Preclinical data presented at the 2022 American Society of Clinical Oncology Annual Meeting in May 2022 showed that galectin-3 may be a key cause of resistance to checkpoint inhibitors. Further, it was shown that GB1211 reversed the galectin-3 induced blockage of the checkpoint inhibitors atezolizumab and pembrolizumab and increased the effects of these checkpoint inhibitors. GB1211 is currently being evaluated in combination with atezolizumab in a Phase 2a trial for the first-line treatment of non-small cell lung cancer (NSCLC).
Professor Dong-Wan Kim, MD, Ph.D., of Seoul National University Hospital, commented, “We were impressed by the difference between patients with low galectin-3 and those with high galectin-3 in terms of overall survival. Galectin-3 may be a clinically important marker for resistance to checkpoint inhibitors, and gives a rationale for the combination of a galectin-3 inhibitor with a checkpoint inhibitor to improve responses in lung cancer patients, and ultimately may be used to select cancer patients who may benefit from galectin-3 inhibition.”
Professor Bertil Lindmark, Chief Medical Officer of Galecto, added, “The data included in the publication strengthens our belief that GB1211, which is designed to reduce the presence and activity of galectin-3, may increase the efficacy of checkpoint inhibitors in our ongoing Phase 2a NSCLC trial. The systemic level of galectin-3 may be a marker of checkpoint inhibitor resistance and potentially an easily accessible tool for identifying patients who (i) are not likely to respond to checkpoint inhibition and (ii) may benefit from galectin-3 inhibition.”
Galecto is a clinical stage company incorporated in the U.S. that is developing small molecule-based inhibitors of galectin-3 and LOXL2. Galecto has four ongoing Phase 2 clinical programs in fibrosis and cancer, including (i) an inhaled galectin-3 modulator (GB0139) in a phase 2b trial for the treatment of idiopathic pulmonary fibrosis (IPF); (ii) an orally active LOXL2 inhibitor (GB2064) in a phase 2 trial for the treatment of myelofibrosis; (iii) an orally active galectin-3 inhibitor (GB1211) in a phase 1b/2a trial in liver cirrhosis and (iv) an orally active galectin-3 inhibitor (GB1211) in a separate phase 2 trial for the treatment of non-small cell lung cancer (NSCLC) in combination with atezolizumab (Tecentriq®).
Galecto intends to use its website as a means of disclosing material non-public information. For regular updates about Galecto, visit www.galecto.com.
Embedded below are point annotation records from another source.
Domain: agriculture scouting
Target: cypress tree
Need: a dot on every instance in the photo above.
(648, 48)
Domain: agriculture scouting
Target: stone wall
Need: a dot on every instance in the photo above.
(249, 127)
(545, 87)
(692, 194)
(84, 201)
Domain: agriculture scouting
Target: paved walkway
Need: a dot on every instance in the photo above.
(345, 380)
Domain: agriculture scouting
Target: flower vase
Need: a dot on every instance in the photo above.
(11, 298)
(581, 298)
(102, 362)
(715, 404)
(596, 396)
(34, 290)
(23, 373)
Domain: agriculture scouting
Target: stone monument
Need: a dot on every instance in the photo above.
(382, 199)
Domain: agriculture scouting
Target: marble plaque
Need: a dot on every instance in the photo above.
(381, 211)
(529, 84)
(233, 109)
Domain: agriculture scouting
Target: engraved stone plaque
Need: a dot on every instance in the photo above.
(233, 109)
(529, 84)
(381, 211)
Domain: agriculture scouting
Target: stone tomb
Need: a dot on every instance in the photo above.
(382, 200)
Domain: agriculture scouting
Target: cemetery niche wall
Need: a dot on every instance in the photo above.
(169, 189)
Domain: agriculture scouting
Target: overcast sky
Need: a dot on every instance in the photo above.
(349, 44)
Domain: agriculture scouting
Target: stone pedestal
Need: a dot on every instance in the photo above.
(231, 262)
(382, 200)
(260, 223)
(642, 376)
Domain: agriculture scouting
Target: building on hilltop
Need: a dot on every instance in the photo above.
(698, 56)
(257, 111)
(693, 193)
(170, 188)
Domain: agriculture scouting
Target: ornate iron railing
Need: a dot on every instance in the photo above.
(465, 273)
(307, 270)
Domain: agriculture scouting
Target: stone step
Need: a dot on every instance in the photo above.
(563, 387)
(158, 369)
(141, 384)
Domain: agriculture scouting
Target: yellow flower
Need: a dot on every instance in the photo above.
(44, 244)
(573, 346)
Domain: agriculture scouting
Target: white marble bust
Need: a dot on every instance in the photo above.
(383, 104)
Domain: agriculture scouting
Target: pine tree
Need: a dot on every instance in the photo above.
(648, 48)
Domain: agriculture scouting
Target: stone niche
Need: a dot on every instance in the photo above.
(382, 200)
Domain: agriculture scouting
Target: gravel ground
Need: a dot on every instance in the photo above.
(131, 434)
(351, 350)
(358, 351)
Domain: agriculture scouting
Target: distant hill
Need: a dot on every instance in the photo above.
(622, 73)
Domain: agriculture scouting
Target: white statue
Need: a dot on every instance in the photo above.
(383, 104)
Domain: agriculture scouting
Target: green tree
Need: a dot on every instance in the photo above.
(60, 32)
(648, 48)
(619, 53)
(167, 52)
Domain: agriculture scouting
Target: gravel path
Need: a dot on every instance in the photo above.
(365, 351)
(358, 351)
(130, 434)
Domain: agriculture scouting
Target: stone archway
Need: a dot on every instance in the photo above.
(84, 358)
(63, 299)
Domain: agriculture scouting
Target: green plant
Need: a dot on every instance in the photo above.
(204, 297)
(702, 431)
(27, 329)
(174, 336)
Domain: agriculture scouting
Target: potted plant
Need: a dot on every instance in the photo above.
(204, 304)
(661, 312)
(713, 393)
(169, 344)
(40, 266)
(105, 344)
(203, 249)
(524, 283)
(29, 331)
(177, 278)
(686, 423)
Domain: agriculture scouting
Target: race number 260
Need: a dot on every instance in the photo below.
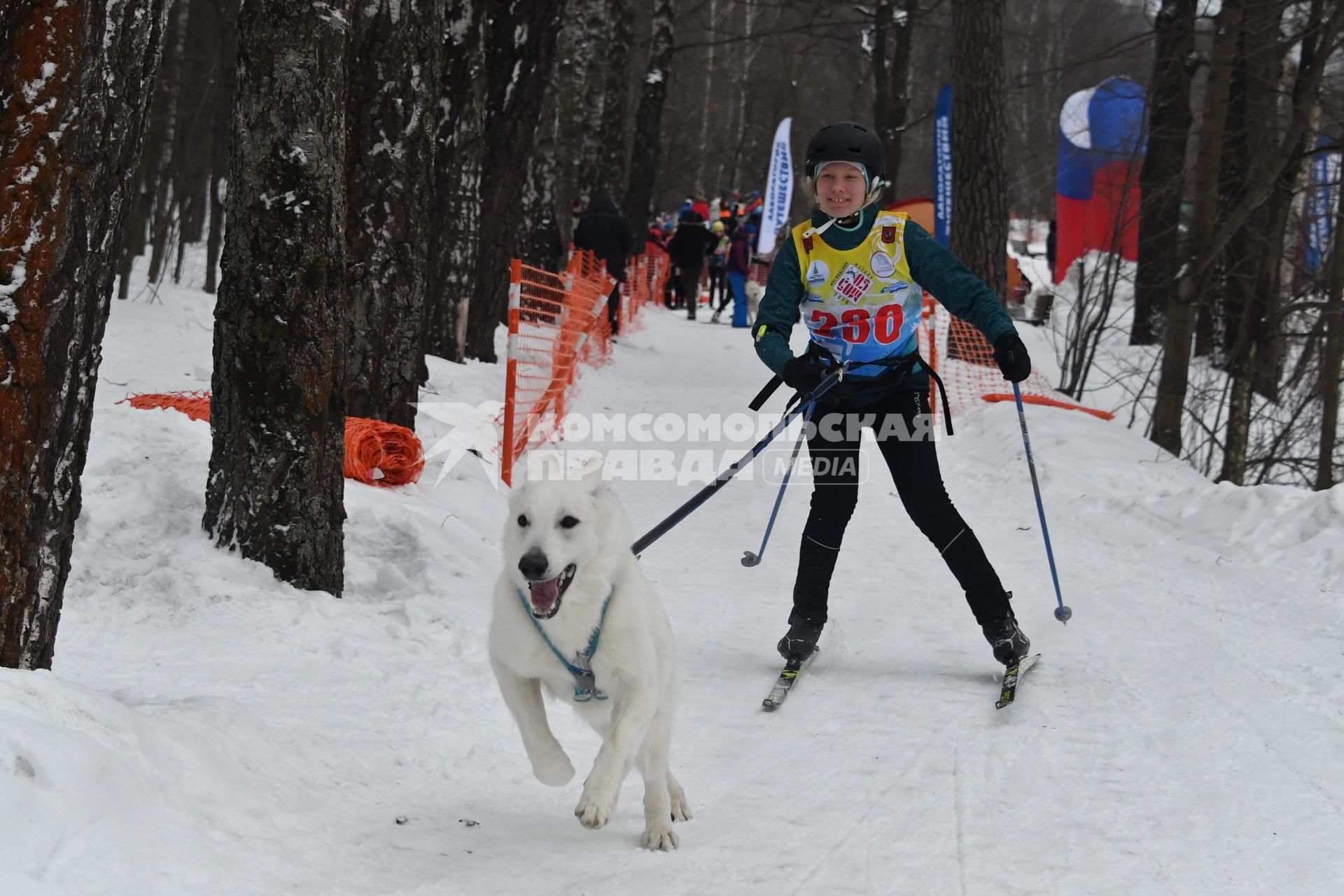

Certain statements in this press release are forward-looking statements that involve a number of risks and uncertainties. Such forward-looking statements include statements about the potential safety and efficacy of GB1211 in combination with atezolizumab, the ability of GB1211 to reduce the presence and activity of galectin-3 and increase the efficacy of checkpoint inhibitors in cancer patients with high galectin-3 expression, the timing for potential data readouts from our clinical trial of GB1211 and Galecto’s focus and plans for clinical development of its product candidates and pipeline. Such forward-looking statements include statements about Galecto’s focus, plans for clinical development, product candidates and pipeline. The words “may,” “will,” “could,” “would,” “should,” “expect,” “plan,” “anticipate,” “intend,” “believe,” “estimate,” “predict,” “project,” “potential,” “continue,” “target” and similar expressions are intended to identify forward-looking statements, although not all forward-looking statements contain these identifying words. For such statements, Galecto claims the protection of the Private Securities Litigation Reform Act of 1995. Actual events or results may differ materially from Galecto's expectations. Factors that could cause actual results to differ materially from the forward-looking statements include risks and uncertainties related to the development of Galecto’s product candidates and their therapeutic potential, having adequate funds and their use, and those disclosed in Galecto’s filings with the Securities and Exchange Commission (SEC), including, but not limited to, Galecto’s Annual Report on Form 10-K, as filed with the SEC on February 17, 2022. These forward-looking statements represent Galecto's judgment as of the time of this release. Galecto disclaims any intent or obligation to update these forward-looking statements, other than as may be required under applicable law.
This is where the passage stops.